We then investigated DNA polymerization through single-stranded CANVAS repeat-containing templates by bacteriophage T7 DNA polymerase. T7 DNA polymerase is a robust mesophilic enzyme that is often used as an in vitro model system for processive DNA polymerases and replication forks 41. Differently from ThermoSequenase, it is active at 25°C in the presence of both K+ and Mg2+ ions. For this initial experiment, we annealed a primer to a single-stranded template upstream of 10 repeat units: either (A2G3)10, (C3T2)10, or (A4G)10, followed by DNA polymerization. T7 DNA polymerase only stalls when (A2G3)10 serves as the template strand and does not stall when (C3T2)10 or the nonpathogenic repeat serve as the template strand (Figure 1D). Notably when both potassium and magnesium are present in the annealing and primer extension buffers, the stall is at the beginning of the repeats, while in the lack of potassium, DNA polymerase progresses through, but multiple weaker stalls are observed inside the repeat. Altogether, this is indicative of G-quadruplex formation stabilized by potassium ions.

Altering the annealing and primer extension buffer conditions to include various monovalent ions revealed that the polymerase stalling pattern with (A2G3)10 in the template strand changes depending on the surrounding ion concentration (Figure 1E). A significant stall occurs at the first repeat in the presence of potassium, while a weaker stall occurs just after half of the repeats when no additional salt is added to the annealing buffer (Figure 1E). The stall seen in high [K+] at the beginning of the repeats is likely caused by a G-quadruplex (Figure 1E, F). Meanwhile, the stall just after halfway through the repeats that occurs with no additional ions is likely an H-r triplex formed in a similar manner as the ThermoSequenase stall we observed. No stalling is observed when (C3T2)10 or (A4G)10 is in the template strand, regardless of surrounding ions (Figure S1B).

Altogether we conclude that depending on exact ion concentration, either a G-quadruplex or H-r triplex formed during polymerization through the (A2G3)10 template blocks DNA polymerase progression in vitro.

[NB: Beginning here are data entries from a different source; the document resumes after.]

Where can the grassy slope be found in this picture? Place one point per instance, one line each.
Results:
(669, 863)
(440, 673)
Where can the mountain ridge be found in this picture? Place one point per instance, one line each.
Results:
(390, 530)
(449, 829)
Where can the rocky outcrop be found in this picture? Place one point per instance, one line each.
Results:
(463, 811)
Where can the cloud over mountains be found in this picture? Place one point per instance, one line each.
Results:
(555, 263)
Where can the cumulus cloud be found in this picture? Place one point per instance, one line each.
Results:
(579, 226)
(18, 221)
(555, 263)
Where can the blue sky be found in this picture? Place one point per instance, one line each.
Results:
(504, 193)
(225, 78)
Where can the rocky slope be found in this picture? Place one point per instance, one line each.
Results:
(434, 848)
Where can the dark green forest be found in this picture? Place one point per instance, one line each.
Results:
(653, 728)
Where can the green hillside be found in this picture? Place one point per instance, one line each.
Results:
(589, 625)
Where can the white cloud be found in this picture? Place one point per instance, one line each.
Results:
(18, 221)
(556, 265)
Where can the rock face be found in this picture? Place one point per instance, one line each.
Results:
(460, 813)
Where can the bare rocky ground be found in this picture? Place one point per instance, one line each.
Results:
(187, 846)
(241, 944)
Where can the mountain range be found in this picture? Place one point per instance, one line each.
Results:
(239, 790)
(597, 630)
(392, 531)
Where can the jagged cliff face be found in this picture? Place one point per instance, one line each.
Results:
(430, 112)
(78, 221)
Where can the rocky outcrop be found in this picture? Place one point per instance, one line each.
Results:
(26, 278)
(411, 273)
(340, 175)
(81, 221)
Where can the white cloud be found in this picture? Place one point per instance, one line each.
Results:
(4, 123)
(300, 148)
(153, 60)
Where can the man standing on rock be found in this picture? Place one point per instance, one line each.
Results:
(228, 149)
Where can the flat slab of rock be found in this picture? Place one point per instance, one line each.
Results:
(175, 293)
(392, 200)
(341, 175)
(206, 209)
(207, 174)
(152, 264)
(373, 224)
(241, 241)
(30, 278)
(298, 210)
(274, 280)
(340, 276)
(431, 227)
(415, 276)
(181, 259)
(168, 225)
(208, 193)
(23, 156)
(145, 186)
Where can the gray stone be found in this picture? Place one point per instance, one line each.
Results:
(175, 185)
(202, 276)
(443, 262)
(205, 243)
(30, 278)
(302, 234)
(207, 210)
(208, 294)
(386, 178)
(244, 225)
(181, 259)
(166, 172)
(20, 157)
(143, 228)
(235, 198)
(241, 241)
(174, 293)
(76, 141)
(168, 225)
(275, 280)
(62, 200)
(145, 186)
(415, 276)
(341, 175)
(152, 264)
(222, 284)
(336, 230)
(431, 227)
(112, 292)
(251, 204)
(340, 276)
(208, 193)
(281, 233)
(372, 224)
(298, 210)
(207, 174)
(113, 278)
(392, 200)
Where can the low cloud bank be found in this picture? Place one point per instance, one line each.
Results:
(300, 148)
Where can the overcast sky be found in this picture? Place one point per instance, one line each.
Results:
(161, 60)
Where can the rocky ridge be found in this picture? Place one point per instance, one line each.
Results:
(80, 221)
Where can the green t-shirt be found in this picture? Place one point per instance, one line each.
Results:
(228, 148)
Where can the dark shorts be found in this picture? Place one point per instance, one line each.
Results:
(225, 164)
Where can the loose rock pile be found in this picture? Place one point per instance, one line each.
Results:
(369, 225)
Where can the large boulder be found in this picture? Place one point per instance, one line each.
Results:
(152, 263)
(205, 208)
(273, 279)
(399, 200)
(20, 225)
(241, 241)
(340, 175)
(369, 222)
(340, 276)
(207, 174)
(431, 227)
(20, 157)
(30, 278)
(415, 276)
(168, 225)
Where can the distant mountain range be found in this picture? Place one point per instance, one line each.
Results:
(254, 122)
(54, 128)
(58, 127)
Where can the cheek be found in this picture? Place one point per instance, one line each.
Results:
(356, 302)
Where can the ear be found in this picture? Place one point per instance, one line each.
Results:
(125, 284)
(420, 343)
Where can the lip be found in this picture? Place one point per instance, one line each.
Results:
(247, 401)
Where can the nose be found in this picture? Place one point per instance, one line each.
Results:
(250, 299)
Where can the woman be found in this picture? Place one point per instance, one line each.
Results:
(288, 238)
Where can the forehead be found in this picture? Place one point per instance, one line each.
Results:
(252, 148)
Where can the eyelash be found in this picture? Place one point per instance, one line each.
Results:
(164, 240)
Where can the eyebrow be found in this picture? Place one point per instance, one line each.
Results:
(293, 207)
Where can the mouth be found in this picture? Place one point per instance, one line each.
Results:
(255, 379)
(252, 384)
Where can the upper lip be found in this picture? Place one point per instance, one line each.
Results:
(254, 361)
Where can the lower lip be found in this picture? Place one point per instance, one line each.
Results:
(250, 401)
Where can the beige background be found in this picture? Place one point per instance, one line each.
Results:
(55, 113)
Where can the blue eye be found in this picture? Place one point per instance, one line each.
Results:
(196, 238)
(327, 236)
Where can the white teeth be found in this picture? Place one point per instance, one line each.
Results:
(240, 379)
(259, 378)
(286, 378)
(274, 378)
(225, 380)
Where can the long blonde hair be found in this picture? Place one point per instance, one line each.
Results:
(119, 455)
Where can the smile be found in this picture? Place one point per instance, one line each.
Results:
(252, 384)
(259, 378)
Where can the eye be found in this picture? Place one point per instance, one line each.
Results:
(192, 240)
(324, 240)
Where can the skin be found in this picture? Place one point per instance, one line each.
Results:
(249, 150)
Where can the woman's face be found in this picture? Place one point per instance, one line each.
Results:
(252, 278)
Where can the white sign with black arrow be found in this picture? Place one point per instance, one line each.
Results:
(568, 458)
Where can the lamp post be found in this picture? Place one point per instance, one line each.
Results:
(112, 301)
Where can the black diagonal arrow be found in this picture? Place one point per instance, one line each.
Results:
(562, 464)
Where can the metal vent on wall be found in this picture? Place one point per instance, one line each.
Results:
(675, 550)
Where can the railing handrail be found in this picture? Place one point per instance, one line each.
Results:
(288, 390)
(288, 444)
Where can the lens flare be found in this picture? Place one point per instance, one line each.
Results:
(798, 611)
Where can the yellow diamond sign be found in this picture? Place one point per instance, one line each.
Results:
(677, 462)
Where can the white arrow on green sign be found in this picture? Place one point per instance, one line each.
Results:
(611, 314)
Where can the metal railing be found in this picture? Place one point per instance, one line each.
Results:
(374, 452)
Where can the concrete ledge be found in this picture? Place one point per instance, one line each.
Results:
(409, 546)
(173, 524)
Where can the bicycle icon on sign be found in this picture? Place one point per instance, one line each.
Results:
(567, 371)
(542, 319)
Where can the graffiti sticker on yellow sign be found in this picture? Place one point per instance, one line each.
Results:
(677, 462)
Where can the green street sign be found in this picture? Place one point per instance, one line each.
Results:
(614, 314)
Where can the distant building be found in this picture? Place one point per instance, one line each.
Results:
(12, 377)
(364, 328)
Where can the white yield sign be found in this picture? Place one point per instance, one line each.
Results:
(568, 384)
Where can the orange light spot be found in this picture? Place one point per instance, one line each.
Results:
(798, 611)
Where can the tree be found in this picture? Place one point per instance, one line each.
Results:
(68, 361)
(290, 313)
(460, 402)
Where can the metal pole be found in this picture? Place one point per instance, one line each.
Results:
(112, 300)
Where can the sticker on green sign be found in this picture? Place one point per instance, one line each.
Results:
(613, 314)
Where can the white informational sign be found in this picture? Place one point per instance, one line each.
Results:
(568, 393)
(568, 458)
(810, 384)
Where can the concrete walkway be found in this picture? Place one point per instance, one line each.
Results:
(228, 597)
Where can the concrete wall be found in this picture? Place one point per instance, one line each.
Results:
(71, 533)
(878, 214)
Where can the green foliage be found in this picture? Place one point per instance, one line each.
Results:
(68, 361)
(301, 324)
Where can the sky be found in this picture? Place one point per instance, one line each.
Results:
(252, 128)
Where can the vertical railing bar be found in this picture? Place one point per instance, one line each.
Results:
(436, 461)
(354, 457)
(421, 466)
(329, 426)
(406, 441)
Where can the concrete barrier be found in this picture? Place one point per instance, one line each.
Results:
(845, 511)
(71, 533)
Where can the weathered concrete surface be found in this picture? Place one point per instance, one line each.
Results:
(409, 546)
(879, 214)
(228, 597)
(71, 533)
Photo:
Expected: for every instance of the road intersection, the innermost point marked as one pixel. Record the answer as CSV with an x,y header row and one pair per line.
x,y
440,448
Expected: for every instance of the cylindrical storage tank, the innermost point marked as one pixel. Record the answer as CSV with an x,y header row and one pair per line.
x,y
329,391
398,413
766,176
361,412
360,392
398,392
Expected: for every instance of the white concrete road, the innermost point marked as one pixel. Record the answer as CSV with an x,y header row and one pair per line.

(A2G3)n repeats form triplex DNA in supercoiled DNA

While both the pathogenic (A2G3)n and nonpathogenic (A4G)n repeats are hPu/hPy mirror repeats, the former is G-rich and the latter is A-rich. A priori, both can form triplex H-DNA, but the (A2G3)n repeat would most likely form an H-r triplex structure at physiological pH given the cytosine protonation required for the H-y isoform, while the (A4G)n repeat could form either the H-r or H-y isoform, if it is able to form a triplex 19,42. In addition, the (A2G3)n repeat has the potential to form G4-DNA as it has regularly spaced G3 blocks. The (A4G)n repeat, in contrast, can convert into the so-called propeller DNA (P-DNA) 43 or be a DNA unwinding element (DUE) as it has multiple An-runs 43,44.

To distinguish which of these structures are formed by those repeats in supercoiled DNA, we mapped single-stranded portions within the repeats in vitro. We used potassium permanganate (KMnO4), which preferentially modifies single-stranded thymines 45, thereby blocking Watson-Crick hydrogen bonding with a complementary strand and allowing their detection as polymerization termination sites in a primer extension assay. This approach could not be used for the (A2G3)n strand since it stalls the polymerase, but interrogating the (C3T2)n strand would allow us to distinguish between the candidate structures.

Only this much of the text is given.